Diario de un náufrago electoral IV

En los años veinte/treinta del pasado siglo Europa se vio asaltada por la tentación de la barbarie. Algunos países –Alemania, Italia, más tarde España- se dejaron atrapar y se lanzaron al vacío para descalabrarse; otros quedaron al borde del precipicio, acariciados por el vértigo. El resultado final fue para todos igual: guerra, devastación, la ocupación del continente por sendos imperios extraeuropeos y la pérdida absoluta de la hegemonía política y cultural que había ostentado Europa en el resto del mundo, aunque los británicos aún no parecen haberse dado por aludidos. Entonces, hace casi un siglo, también se registró una crisis financiera global, un desarrollo tecnológico sin parangón en el pasado, la impotencia de la democracia liberal para justificar y ordenar el caos económico y la destrucción social reinantes,  y un malestar popular amasado en el desempleo y la pobreza y salpimentado de ambiciones identitarias y retrógradas, que marcaron aquella época de los años precedentes a la catástrofe.

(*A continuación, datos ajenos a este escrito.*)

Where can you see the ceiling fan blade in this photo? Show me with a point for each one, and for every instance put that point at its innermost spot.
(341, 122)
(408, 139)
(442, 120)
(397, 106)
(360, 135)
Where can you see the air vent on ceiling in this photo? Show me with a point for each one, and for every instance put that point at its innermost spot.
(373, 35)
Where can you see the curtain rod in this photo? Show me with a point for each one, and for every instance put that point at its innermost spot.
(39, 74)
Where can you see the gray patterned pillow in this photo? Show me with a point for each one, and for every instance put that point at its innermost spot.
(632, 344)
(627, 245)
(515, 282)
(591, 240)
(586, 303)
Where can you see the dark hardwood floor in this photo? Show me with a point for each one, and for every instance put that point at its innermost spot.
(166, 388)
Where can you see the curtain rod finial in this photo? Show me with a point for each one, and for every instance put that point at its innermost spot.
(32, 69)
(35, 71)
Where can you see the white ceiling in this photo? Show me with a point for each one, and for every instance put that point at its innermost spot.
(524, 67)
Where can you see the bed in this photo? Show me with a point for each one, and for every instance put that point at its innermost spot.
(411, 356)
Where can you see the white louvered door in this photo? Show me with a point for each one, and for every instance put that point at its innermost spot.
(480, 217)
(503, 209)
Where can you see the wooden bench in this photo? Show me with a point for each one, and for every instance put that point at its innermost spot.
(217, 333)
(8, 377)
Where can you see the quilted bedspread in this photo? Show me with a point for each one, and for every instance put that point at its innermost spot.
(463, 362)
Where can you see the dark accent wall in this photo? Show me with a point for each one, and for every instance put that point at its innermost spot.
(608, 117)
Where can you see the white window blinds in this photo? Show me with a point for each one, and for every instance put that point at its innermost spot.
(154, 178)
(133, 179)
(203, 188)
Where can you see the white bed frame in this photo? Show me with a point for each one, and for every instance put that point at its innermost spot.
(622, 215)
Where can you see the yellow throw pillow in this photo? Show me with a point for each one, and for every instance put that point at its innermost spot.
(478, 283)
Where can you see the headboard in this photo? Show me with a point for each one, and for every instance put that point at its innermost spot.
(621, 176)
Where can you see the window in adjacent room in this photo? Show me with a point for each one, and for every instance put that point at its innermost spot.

El votante con el agua al cuello se pregunta si alguien más advierte la semejanza de estas condiciones de hace un siglo con la situación actual. Todos los agentes que provocaron aquella debacle están ahora presentes en el escenario excepto, quizás y por ahora, el factor militar, del que ya se empieza a ver la sombra. Así que las elecciones en las que estamos inmersos parecen una maqueta de aquella situación. Las elecciones como juego de salón o baile de máscaras destinadas al entretenimiento y a la provocación de emociones espurias. Como entonces, quienes vienen a  destruir la democracia exhiben un aire exagerado, caricaturesco; irrumpen en la escena a caballo, como reyes magos o jinetes del apocalipsis, según quien lo diga. Para saberlo con certeza, léase su programa electoral en materia fiscal, territorial y social, y tiemblen después de habar reído.

Pero montados sobre sus jacas pintureras parecen un chiste, personajes de La escopeta nacional, que, si bien han conseguido doblegar a las otras derechas de don Casado y don Rivera, se pueden manejar si eres tan listo como don Sánchez, líder de un partido con ciento y pico años de existencia, nada menos. Don Sánchez concederá su presencia en un solo debate, en el que estarán los bárbaros porque espera que sus bravatas emborronen el paisaje y espanten al paisanaje y lo dejen a él como la única opción sensata y razonable. No habrá debate, solo una representación con papeles previamente asignados. El truco de don Sánchez no es original. La patente es de otro prestidigitador político muy experimentado, François Miterrand, que modificó la ley electoral para que la formación de Le Pen rompiera el bloque de derechas  y favoreciera de ese modo su victoria. Lo consiguió, pero pasó el tiempo, Miterrand está en el olvido y los lepenistas a un milímetro de la mayoría en Francia, achicando en cada elección el espacio de las fuerzas que aquí llamamos constitucionalistas y condicionando con su discurso las políticas de los gobiernos igual que sus amigos en España condicionan ahora la agenda electoral. Los bárbaros saben que el futuro es suyo y ya lo han anunciado: el genio no volverá a la lámpara.